Analysis of the oligosaccharides on androgen-binding proteins: Implications concerning their role in structure/function relationships

Rat androgen-binding protein (rABP), human testosterone-binding globulin (hTeBG) and rabbit (rb) TeBG are heterodimeric proteins. The source of the heterogeneity arises from the differential glycosylation of a common protein core. This glycosylation results in a heavy subunit (more glycosylation) and a light subunit (less glycosylation). Glycosylation is one factor responsible for multiple charged species seen when rABP, hTeBG, and rbTeBG are analyzed by two-dimensional gel electrophoresis. Enzymatic digestion with the endoglycosidase, peptide: N-glycosidase F indicated that all three proteins have asparagine (Asn)-linked oligosaccharides as their major glycan substituent. Treatment with exoglycosidases provided evidence for terminal sialic acid, galactose and mannose and N-acetylglucosamine residues. About 16–22% of the mass of the heavy subunit and about 8–14% of the mass of the light subunit is contributed by carbohydrate.
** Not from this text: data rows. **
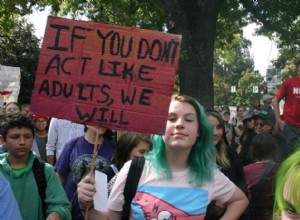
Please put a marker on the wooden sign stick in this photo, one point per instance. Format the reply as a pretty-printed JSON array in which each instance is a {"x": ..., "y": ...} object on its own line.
[{"x": 92, "y": 173}]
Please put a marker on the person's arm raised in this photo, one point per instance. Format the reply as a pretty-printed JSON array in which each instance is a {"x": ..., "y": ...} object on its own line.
[{"x": 86, "y": 190}]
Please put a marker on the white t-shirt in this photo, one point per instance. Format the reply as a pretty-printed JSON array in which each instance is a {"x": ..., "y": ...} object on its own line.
[{"x": 157, "y": 198}]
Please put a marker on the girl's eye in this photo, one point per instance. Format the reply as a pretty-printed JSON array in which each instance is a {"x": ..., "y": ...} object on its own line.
[
  {"x": 292, "y": 213},
  {"x": 171, "y": 119}
]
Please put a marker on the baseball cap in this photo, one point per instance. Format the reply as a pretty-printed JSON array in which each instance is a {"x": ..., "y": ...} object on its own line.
[
  {"x": 37, "y": 116},
  {"x": 224, "y": 112},
  {"x": 248, "y": 114},
  {"x": 265, "y": 97}
]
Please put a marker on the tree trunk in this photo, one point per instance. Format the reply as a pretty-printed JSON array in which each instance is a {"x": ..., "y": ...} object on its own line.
[{"x": 196, "y": 21}]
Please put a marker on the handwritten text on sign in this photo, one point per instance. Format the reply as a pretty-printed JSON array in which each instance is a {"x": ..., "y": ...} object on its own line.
[{"x": 108, "y": 75}]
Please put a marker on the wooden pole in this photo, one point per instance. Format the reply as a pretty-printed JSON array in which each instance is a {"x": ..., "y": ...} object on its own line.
[{"x": 92, "y": 173}]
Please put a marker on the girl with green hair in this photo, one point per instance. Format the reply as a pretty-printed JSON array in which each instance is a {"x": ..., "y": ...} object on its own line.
[
  {"x": 180, "y": 177},
  {"x": 287, "y": 192}
]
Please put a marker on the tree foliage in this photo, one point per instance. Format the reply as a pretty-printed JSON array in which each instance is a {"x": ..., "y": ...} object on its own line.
[
  {"x": 20, "y": 48},
  {"x": 204, "y": 25}
]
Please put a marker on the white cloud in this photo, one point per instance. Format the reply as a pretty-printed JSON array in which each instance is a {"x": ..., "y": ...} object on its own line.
[{"x": 263, "y": 49}]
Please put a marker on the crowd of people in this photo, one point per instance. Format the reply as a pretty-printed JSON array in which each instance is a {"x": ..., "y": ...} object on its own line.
[{"x": 209, "y": 164}]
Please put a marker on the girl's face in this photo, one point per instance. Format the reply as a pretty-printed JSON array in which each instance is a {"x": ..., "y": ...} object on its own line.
[
  {"x": 182, "y": 127},
  {"x": 12, "y": 108},
  {"x": 226, "y": 117},
  {"x": 240, "y": 112},
  {"x": 250, "y": 123},
  {"x": 139, "y": 151},
  {"x": 262, "y": 127},
  {"x": 217, "y": 129},
  {"x": 19, "y": 141}
]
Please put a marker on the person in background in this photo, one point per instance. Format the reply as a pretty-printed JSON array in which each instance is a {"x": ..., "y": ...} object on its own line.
[
  {"x": 228, "y": 126},
  {"x": 179, "y": 178},
  {"x": 59, "y": 133},
  {"x": 129, "y": 144},
  {"x": 237, "y": 123},
  {"x": 17, "y": 167},
  {"x": 268, "y": 101},
  {"x": 75, "y": 161},
  {"x": 8, "y": 206},
  {"x": 287, "y": 193},
  {"x": 264, "y": 120},
  {"x": 3, "y": 149},
  {"x": 256, "y": 106},
  {"x": 261, "y": 188},
  {"x": 40, "y": 137},
  {"x": 228, "y": 160},
  {"x": 265, "y": 123},
  {"x": 289, "y": 124},
  {"x": 25, "y": 109},
  {"x": 12, "y": 107},
  {"x": 247, "y": 136}
]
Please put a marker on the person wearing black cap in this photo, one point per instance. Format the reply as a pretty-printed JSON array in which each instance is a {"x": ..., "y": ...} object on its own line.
[
  {"x": 264, "y": 120},
  {"x": 265, "y": 123}
]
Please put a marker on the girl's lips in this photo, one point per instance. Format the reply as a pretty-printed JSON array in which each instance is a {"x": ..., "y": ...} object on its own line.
[{"x": 179, "y": 134}]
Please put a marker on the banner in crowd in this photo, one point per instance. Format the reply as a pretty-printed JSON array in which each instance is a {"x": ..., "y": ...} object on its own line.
[
  {"x": 9, "y": 84},
  {"x": 106, "y": 75}
]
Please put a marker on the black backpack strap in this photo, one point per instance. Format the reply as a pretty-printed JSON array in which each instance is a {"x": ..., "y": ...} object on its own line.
[
  {"x": 257, "y": 189},
  {"x": 38, "y": 169},
  {"x": 132, "y": 181}
]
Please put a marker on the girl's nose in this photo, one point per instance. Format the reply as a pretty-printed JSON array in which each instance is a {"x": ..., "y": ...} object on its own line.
[{"x": 179, "y": 124}]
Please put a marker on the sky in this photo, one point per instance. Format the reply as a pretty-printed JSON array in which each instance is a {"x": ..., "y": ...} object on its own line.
[{"x": 262, "y": 50}]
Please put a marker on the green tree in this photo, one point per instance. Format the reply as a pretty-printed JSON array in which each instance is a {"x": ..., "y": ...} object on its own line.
[
  {"x": 232, "y": 58},
  {"x": 199, "y": 22},
  {"x": 20, "y": 48}
]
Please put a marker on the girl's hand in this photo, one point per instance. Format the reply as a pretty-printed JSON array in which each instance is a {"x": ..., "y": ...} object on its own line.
[{"x": 86, "y": 190}]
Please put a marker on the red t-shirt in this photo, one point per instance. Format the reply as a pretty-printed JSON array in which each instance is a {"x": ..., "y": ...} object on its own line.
[{"x": 290, "y": 90}]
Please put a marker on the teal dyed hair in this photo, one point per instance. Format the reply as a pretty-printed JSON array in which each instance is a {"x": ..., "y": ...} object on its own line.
[
  {"x": 202, "y": 157},
  {"x": 289, "y": 171}
]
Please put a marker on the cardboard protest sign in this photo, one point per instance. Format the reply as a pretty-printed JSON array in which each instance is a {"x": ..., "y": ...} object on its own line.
[
  {"x": 9, "y": 84},
  {"x": 106, "y": 75}
]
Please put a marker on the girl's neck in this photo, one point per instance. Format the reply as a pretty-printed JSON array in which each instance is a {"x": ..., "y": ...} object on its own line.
[
  {"x": 91, "y": 137},
  {"x": 42, "y": 133},
  {"x": 17, "y": 163},
  {"x": 177, "y": 160}
]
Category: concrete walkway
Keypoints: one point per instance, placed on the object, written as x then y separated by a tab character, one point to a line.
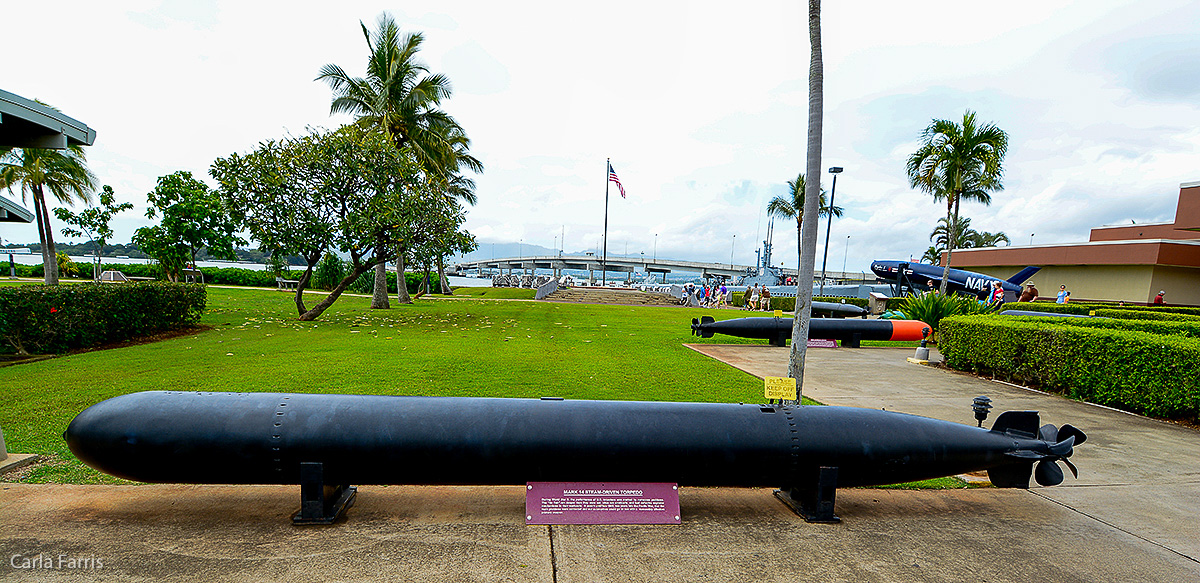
1137	475
1129	517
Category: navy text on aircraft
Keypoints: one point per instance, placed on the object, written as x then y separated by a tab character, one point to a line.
912	275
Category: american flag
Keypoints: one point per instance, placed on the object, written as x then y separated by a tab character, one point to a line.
612	178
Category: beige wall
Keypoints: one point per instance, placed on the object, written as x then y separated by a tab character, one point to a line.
1182	286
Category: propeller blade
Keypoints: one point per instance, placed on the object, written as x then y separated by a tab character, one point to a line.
1065	448
1048	473
1074	472
1068	430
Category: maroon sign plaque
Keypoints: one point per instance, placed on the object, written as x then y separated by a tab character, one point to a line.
601	503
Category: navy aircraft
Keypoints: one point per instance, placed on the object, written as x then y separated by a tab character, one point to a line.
916	276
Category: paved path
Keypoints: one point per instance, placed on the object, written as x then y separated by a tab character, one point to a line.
1131	516
1135	474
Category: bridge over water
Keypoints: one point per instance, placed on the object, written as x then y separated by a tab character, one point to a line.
592	264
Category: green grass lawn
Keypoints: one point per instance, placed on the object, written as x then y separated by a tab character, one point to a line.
435	347
496	293
461	347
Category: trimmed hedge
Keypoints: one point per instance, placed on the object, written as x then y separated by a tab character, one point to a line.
1131	370
1085	308
1189	329
1144	314
789	304
42	319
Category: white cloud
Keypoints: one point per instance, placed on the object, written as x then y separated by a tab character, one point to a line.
701	106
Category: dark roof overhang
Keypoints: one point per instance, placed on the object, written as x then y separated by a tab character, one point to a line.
28	124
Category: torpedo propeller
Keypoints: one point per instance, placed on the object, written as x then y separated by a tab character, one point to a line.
1063	440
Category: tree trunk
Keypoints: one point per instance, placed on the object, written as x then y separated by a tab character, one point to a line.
442	277
401	281
304	283
312	314
952	220
49	254
808	241
379	298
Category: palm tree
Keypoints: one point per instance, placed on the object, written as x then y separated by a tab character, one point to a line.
933	254
400	97
985	239
964	235
61	173
955	162
808	239
792	205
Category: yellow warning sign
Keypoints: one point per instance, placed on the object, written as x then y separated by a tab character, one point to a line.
780	388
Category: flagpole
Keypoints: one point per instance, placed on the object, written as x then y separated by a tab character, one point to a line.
604	260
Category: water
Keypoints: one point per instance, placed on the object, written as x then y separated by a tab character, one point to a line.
84	262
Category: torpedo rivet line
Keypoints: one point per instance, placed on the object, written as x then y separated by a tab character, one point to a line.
276	442
795	470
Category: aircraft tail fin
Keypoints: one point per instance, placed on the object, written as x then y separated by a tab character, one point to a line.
1023	275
Serial lectin chromatography indicated that rABP is glycosylated differently from hTeBG and rbTeBG. About 40% of the rABP contains tri and tetraantennary complex oligosaccharides, while only about 20% of the hTeBG and TeBG from pregnant rabbits contains these types of glycans. About 9% of the TeBG from male rabbits bears these types of oligosaccharides. All of the biantennary complex oligosaccharides on rABP are fucosylated on the chitobiose core, but only 8% of those on hTeBG and none of those on rbTeBG are fucosylated in this manner. All three proteins are glycosylated at more than one site. The data indicate that the proteins may have more than one type of oligosaccharide on them. It is likely that differences in glycosylation are responsible for different physiological roles of the proteins.     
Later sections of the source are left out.